One thing we should be clear about is that this is not a
conflict between the principle of respect for autonomy and the principle of
beneficence. Respect for autonomy says that a person should be able to make
decisions about what happens to his or her own body. It says that it shows
disrespect to an individual as a person to insist a person receive recommended
medical care when that person has the capability of making his or her own
decisions and does not consent to the recommended care. This principle does not
apply to decisions about the medical care of young children. Young children are
not capable of making decisions about their own care and the parents are not
the ones receiving medical treatment, so respect for autonomy does not apply to
What is involved is our understanding of parental
responsibility for making medical decisions for their children. Because young
children do not have the ability to make their own medical decisions, someone
needs to serve as a decision-maker for them. We generally understand that
parents ought to be the ones making those decisions. We have good reasons for
that. Decisions about the medical care of young children should be made based
on what is in the best interest of those children.
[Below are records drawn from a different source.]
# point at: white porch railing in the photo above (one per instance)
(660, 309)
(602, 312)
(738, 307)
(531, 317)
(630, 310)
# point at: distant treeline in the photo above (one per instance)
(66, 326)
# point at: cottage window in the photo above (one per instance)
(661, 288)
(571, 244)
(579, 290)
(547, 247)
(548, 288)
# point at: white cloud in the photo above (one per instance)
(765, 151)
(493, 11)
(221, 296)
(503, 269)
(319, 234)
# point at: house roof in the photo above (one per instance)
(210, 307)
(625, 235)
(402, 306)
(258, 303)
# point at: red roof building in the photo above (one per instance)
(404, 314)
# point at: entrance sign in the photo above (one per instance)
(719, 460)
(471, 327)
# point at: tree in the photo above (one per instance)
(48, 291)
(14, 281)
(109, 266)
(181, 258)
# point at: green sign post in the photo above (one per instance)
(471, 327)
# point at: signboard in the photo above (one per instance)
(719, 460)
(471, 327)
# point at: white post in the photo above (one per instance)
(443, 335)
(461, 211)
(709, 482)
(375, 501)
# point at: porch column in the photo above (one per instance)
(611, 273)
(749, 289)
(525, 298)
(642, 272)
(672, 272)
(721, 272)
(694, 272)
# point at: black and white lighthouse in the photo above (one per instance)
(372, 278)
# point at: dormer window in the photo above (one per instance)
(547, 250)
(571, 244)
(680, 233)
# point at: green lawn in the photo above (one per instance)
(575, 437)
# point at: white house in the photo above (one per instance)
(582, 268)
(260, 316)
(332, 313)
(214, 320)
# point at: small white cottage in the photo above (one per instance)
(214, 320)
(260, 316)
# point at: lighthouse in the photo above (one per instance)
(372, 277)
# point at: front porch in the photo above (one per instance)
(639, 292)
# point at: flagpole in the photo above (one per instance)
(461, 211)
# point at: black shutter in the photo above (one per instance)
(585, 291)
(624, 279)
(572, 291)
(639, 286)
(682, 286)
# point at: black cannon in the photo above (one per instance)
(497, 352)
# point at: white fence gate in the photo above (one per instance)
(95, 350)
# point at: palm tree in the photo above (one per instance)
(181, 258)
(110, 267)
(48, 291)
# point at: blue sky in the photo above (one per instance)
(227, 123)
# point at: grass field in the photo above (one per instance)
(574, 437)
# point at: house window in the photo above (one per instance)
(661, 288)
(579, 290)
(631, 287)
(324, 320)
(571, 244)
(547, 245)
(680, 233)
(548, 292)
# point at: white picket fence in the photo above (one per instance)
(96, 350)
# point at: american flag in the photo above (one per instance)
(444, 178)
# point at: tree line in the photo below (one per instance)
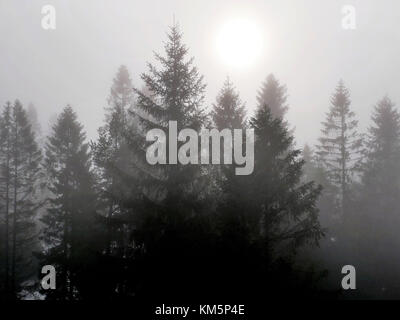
(115, 227)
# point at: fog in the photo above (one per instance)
(305, 47)
(309, 199)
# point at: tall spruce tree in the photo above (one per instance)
(284, 205)
(167, 217)
(111, 154)
(272, 213)
(228, 111)
(340, 145)
(21, 172)
(274, 95)
(381, 170)
(5, 175)
(70, 218)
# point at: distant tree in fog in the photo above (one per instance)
(70, 218)
(340, 144)
(381, 169)
(228, 111)
(274, 94)
(20, 177)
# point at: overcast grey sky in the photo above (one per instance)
(305, 47)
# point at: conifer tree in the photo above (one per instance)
(21, 172)
(111, 154)
(285, 206)
(340, 145)
(274, 95)
(228, 111)
(5, 175)
(167, 215)
(272, 214)
(381, 169)
(70, 218)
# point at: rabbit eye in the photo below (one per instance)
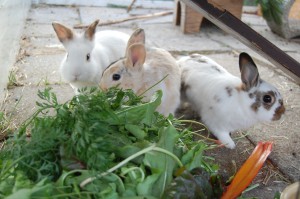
(116, 77)
(268, 99)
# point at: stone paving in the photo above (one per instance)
(41, 53)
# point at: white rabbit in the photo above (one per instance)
(141, 69)
(89, 53)
(227, 103)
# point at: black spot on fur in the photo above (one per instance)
(257, 95)
(251, 95)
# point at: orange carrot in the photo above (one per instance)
(248, 171)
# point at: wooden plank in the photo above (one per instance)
(247, 36)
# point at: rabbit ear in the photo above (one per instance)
(63, 33)
(249, 72)
(138, 36)
(136, 56)
(90, 31)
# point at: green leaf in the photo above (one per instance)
(194, 157)
(160, 163)
(136, 131)
(193, 185)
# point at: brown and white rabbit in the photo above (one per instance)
(225, 102)
(88, 54)
(142, 68)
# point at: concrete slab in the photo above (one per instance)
(284, 133)
(44, 54)
(12, 16)
(89, 14)
(43, 14)
(38, 30)
(40, 69)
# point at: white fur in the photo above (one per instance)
(159, 63)
(143, 68)
(221, 113)
(107, 47)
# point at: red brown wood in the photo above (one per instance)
(229, 23)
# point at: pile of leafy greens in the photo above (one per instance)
(105, 145)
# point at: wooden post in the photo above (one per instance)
(229, 23)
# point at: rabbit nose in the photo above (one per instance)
(103, 87)
(76, 77)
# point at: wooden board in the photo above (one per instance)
(229, 23)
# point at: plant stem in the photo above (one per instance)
(91, 179)
(151, 148)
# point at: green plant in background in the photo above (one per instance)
(104, 145)
(271, 10)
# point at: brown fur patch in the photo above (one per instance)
(278, 112)
(268, 106)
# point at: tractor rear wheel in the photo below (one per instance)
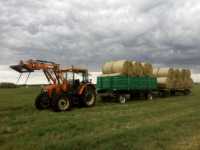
(42, 101)
(89, 98)
(61, 103)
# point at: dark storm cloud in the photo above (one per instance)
(90, 32)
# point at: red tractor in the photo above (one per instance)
(67, 87)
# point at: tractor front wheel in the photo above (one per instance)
(61, 103)
(42, 101)
(89, 98)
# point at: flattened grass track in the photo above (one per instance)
(163, 123)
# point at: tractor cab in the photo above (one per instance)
(75, 76)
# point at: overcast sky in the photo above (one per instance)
(90, 32)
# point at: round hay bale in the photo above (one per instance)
(121, 66)
(183, 74)
(107, 67)
(147, 69)
(155, 72)
(165, 83)
(190, 83)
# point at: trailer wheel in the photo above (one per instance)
(42, 101)
(61, 103)
(149, 96)
(122, 99)
(89, 98)
(186, 92)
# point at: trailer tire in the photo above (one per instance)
(122, 99)
(42, 101)
(148, 96)
(61, 103)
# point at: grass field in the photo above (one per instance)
(163, 123)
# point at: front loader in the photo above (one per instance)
(67, 87)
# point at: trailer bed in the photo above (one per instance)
(125, 83)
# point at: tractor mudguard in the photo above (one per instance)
(83, 87)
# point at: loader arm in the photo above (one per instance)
(50, 69)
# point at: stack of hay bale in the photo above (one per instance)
(169, 78)
(129, 68)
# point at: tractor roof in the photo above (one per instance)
(75, 70)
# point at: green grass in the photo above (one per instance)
(163, 123)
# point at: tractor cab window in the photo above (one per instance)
(70, 76)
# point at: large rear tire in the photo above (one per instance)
(61, 103)
(89, 98)
(42, 101)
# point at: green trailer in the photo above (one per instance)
(123, 87)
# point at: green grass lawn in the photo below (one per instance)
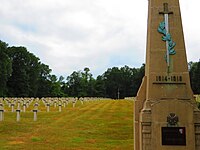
(95, 125)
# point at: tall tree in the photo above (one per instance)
(24, 78)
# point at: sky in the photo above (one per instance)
(69, 35)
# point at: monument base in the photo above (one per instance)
(168, 124)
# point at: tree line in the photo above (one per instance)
(23, 75)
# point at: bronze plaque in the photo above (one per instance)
(174, 136)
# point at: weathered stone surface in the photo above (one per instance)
(166, 86)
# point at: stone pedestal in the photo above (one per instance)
(166, 115)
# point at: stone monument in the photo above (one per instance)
(166, 115)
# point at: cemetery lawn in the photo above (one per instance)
(95, 125)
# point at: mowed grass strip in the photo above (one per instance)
(95, 125)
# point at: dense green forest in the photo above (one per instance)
(23, 75)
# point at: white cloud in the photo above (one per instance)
(70, 35)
God has created us as human
beings to be dependent during the early part of our lives. He has put us in
families with parents who have the responsibility for providing for the needs
of their dependent children. Parents should love their children unconditionally
as a precious gift and make decisions for their children based on what is best
for each child. This usually makes parents the people who care the most about
doing what is best for a child and makes them the best medical decision makers
for their child.
However, sometimes parents do not fulfill their parental responsibilities
as well as they should. None of us are perfect, but there are times when it is
clear that the decision being made by a parent is not what is best for a child.
When the potential consequences for the child are serious enough it can become
the responsibility of the rest of us to intervene for the benefit of the child.
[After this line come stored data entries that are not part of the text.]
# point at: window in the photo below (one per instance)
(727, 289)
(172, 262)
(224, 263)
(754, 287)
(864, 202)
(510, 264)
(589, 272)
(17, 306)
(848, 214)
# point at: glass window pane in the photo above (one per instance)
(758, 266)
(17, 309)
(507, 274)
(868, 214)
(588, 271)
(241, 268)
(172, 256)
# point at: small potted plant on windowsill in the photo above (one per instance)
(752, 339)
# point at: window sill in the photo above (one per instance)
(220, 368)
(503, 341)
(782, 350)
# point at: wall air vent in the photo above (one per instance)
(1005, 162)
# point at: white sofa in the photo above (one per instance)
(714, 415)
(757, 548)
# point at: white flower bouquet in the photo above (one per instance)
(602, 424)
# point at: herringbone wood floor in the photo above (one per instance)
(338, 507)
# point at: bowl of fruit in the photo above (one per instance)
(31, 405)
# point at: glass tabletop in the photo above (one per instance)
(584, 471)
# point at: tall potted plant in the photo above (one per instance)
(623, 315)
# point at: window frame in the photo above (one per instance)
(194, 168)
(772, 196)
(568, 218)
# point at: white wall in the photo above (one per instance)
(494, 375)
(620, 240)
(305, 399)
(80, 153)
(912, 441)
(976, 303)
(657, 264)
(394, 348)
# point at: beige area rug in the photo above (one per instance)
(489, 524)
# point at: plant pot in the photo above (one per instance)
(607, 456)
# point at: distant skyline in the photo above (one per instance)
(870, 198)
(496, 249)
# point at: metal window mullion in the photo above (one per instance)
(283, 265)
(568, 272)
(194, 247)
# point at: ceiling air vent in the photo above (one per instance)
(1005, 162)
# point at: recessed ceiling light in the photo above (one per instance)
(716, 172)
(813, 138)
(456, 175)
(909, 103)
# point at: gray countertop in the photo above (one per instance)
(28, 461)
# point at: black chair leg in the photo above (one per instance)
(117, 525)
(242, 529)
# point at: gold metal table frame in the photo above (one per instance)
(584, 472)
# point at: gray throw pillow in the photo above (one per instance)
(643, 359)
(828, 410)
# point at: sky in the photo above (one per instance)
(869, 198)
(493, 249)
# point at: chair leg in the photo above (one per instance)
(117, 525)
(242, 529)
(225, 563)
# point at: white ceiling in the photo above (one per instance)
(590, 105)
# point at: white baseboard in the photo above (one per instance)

We should not violate parental responsibility lightly, and it needs to be done
in a controlled and orderly way, but when the child’s life is in danger, we
have a responsibility as a society to intervene to protect a child. We should
do this in any type of severe neglect or abuse. We should do it when parents refuse medical treatment
for a child who is likely to die if without treatment and the treatment has a
good chance of saving the child’s life.
That appears to be the case in the situation in Neil’s post.
The concern about parents refusing immunizations for their children has some
similarities, but is more complex. It will take another post to address that.